Climate affects nearly every aspect of our life, from our food sources to our transportation, and what we wear in fact has such a huge impact on our lives, health, and our future. This is why Johnson and Johnson is launching a new collaboration to advance health equity by building climate resilience in U.S. medical clinics that face floods, fires, heat waves and more. Human health and environmental health are fundamentally linked. Some reasons climate change is happening are the changes in Earth’s orbit and rotation as well as greenhouse gasses. This has had a huge impact on climate change but a bad impact since it is affecting us and affects our health. There are some natural causes that cause climate change. Many natural factors include changes in the sun, emissions from volcanoes, variations in Earth’s orbit and levels of carbon Dioxide.

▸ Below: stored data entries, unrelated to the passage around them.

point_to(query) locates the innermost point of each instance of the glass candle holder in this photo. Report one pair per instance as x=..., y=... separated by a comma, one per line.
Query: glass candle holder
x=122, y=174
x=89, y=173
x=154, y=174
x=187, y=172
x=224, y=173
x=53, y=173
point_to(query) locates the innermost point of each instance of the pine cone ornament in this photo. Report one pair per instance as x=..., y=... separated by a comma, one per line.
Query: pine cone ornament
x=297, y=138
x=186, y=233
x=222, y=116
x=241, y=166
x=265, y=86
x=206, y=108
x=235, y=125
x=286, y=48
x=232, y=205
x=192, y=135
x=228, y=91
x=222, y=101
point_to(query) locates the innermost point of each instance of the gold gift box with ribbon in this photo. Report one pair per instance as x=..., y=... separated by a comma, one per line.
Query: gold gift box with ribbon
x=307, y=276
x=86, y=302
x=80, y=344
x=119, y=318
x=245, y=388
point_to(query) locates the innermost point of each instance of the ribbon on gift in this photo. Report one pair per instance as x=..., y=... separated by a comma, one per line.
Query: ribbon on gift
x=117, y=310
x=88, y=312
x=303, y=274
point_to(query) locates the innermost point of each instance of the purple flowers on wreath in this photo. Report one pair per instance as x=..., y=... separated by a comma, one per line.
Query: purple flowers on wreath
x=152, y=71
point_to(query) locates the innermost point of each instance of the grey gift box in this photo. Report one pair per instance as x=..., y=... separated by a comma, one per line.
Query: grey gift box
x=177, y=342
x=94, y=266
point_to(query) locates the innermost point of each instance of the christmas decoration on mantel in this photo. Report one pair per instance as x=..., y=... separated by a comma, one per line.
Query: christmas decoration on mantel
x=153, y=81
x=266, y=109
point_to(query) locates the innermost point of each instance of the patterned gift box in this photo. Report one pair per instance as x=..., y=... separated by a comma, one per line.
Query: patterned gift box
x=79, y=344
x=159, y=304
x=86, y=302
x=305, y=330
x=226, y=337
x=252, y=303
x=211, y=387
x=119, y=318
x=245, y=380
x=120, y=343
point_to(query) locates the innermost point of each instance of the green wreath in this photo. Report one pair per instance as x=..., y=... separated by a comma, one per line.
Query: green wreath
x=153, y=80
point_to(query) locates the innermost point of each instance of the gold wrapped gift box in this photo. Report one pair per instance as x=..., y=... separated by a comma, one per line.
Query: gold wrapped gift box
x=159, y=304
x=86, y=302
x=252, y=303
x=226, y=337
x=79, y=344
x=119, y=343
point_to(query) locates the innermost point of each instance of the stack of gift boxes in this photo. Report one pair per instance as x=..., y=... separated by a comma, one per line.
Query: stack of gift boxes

Global Climate change has typically occurred very slowly, over thousands and even millions of years. Global climate change has already had observable effects on the environment. Glaciers have shrunk, ice on rivers and lakes is breaking up earlier, plant and animal ranges have shifted and trees are flowering sooner. Effects that scientists had predicted in the past would result from global climate change are now occurring: loss of sea ice, accelerated sea level rise and longer, more intense heat waves. Scientists have high confidence that global temperatures will continue to rise for decades to come, largely due to greenhouse gasses produced by human activities.

 The Intergovernmental Panel on Climate Change (IPCC), which includes more than 1,300 scientists from the United States and other countries, forecasts a temperature rise of 2.5 to 10 degrees Fahrenheit over the next century. According to the IPCC, the extent of climate change effects on individual regions will vary over time and with the ability of different societal and environmental systems to mitigate or adapt to change. The IPCC predicts that increases in global mean temperature of less than 1.8 to 5.4 degrees Fahrenheit (1 to 3 degrees Celsius) above 1990 levels will produce beneficial impacts in some regions and harmful ones in others. Net annual costs will increase over time as global temperatures increase.

“Taken as a whole,” the IPCC states, “the range of published evidence indicates that the net damage costs of climate change are likely to be significant and to increase over time.” Average global temperatures have increased by 2.2 degrees Fahrenheit, or 1.2 degrees Celsius, since 1880, with the greatest changes happening in the late 20th century. Land areas have warmed more than the sea surface and the Arctic has warmed the most by more than 4 degrees Fahrenheit just since the 1960s. Temperature extremes have also shifted. In the United States, daily record highs now outnumber record lows two-to-one. This warming is unprecedented in recent geologic history. A famous illustration, first published in 1998 and often called the hockey-stick graph, shows how temperatures remained fairly flat for centuries (the shaft of the stick) before turning sharply upward (the blade). It’s based on data from tree rings, ice cores and other natural indicators.